Of all the vague notions that real estate players have about Governor David Paterson, the idea that he will support new affordable housing could be the most solid.
Paterson has said little about his devotion to property tax reform or his zeal for making sure the city’s big projects that are already underway succeed, since Governor Eliot Spitzer’s abrupt resignation last month over his ties to a prostitution ring.
However, experts say that Paterson, the lieutenant governor from Harlem who was sworn in March 17, will probably work to craft new incentives and find new funding to create housing that low- and moderate-income people can afford. Experts suggested that the $400 million housing fund that would pay for affordable and supportive housing, which Spitzer proposed in his State of the State address, has enjoyed enough support in key legislative districts and from Paterson that it seems likely to proceed.
“Governor Paterson has a strong background working on affordable housing issues as a state senator,” said John Raskin, an organizer with West Side advocacy group Housing Conservation Coordinators. “He is in a good position to prioritize both new funding mechanisms and reforming rent laws.”
Real Estate Board of New York president Steven Spinola, citing an e-mail sent last month by
state Housing and Community Renewal Commissioner Deborah Van Amerongen, said the fund “is still alive.”
“At the moment, the $400 million is on the Assembly side of the budget,” Spinola said, adding that the Senate has proposed a fund half that size.
So will the governor push for the higher number?
“Paterson’s biggest problem is, ‘How the hell do we figure out how to set a budget?’” Spinola said last month. “But I can’t imagine he’s not going to be an advocate for affordable housing.”
An Albany insider, who asked for anonymity because he once worked for Paterson, confirmed that the new governor — who worked on fair housing issues for the NAACP before becoming a state senator — could easily score points with legislators by embracing a cause he knows.
“It’s a priority for a lot of legislators,” the source said.
Where that affordable housing gets built is another mystery. Observers said it is unclear whether Spitzer’s controversial proposal to sell land north and south of the Javits Center, which would help fund the affordable housing program, will go forward. The north parcel would have to be rezoned by the city, and Mayor Michael Bloomberg opposes its sale because without it, he told the New York Times, future expansion plans for the Javits Center will be hobbled.
And upstate cities need affordable housing as sorely as the Big Apple does, portending more political deals.
A logical place for state-supported affordable housing in New York City could be over Hudson Yards.
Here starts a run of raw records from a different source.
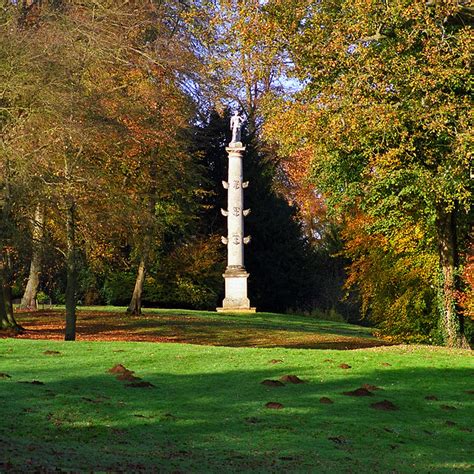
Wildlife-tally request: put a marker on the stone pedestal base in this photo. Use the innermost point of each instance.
(236, 299)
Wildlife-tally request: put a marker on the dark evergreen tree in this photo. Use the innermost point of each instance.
(278, 257)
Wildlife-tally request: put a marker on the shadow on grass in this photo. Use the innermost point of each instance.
(218, 422)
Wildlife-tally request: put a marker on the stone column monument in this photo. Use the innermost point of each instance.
(235, 276)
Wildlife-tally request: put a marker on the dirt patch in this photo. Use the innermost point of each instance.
(359, 392)
(118, 369)
(274, 405)
(140, 385)
(384, 405)
(291, 379)
(128, 377)
(338, 439)
(371, 387)
(326, 401)
(272, 383)
(251, 420)
(447, 407)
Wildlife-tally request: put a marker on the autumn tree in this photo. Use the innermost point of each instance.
(384, 112)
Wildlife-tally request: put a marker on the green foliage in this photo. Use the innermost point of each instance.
(384, 110)
(118, 287)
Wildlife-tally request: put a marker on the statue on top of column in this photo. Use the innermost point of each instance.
(236, 122)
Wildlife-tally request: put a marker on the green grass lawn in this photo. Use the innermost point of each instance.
(206, 411)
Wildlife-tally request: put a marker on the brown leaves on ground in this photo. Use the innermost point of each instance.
(180, 328)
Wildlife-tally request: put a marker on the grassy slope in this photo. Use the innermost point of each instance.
(207, 411)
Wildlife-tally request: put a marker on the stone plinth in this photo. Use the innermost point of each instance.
(236, 299)
(235, 276)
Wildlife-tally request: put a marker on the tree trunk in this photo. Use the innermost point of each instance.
(71, 271)
(451, 319)
(135, 306)
(7, 318)
(29, 297)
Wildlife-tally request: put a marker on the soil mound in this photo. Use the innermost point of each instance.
(447, 407)
(359, 392)
(140, 385)
(326, 401)
(370, 387)
(119, 369)
(384, 405)
(128, 377)
(291, 379)
(272, 383)
(274, 405)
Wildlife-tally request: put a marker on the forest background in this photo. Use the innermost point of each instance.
(114, 119)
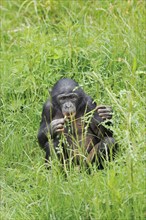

The state-owned, 26-acre rail yard is the largest parcel of undeveloped land in the city. Tishman Speyer won the bid to develop the site from the MTA last month.
Both developers’ advisors and Anna Levin, a leader of the local community board, have noted that the required city zoning on the yards’ eastern side requires high densities that could mean enormous building costs. Tax credits for affordable housing on the yards’ western side could offset those big costs.
“Everyone involved would like to re-look at the zoning,” said an advisor to one of the bidders for the site, who asked for anonymity to avoid revealing his client’s concerns. The western portion of the rail yards will undergo rezoning now that the state has selected a bidder, so Paterson can now try to work affordable-housing funds or incentives into the equation.
But as with every issue before the state, handicapping what Paterson plans to do is a dangerous exercise. Observers pointed out that nobody knows whether projects near Hudson Yards, like the transformation of Penn Station into Moynihan Station, whose future looked bleak last month, will ultimately survive.
What’s more, Paterson may be wading into a morass he can’t easily correct, some industry insiders said.
“The rail yards deal had become so muddled and so vulnerable in the shaky credit market that many of us think the whole deal is destined to fall apart, and that on-site affordable housing will have to wait until some day when the rail yards will realistically be developed,” said one real estate veteran, who asked for his name to be withheld.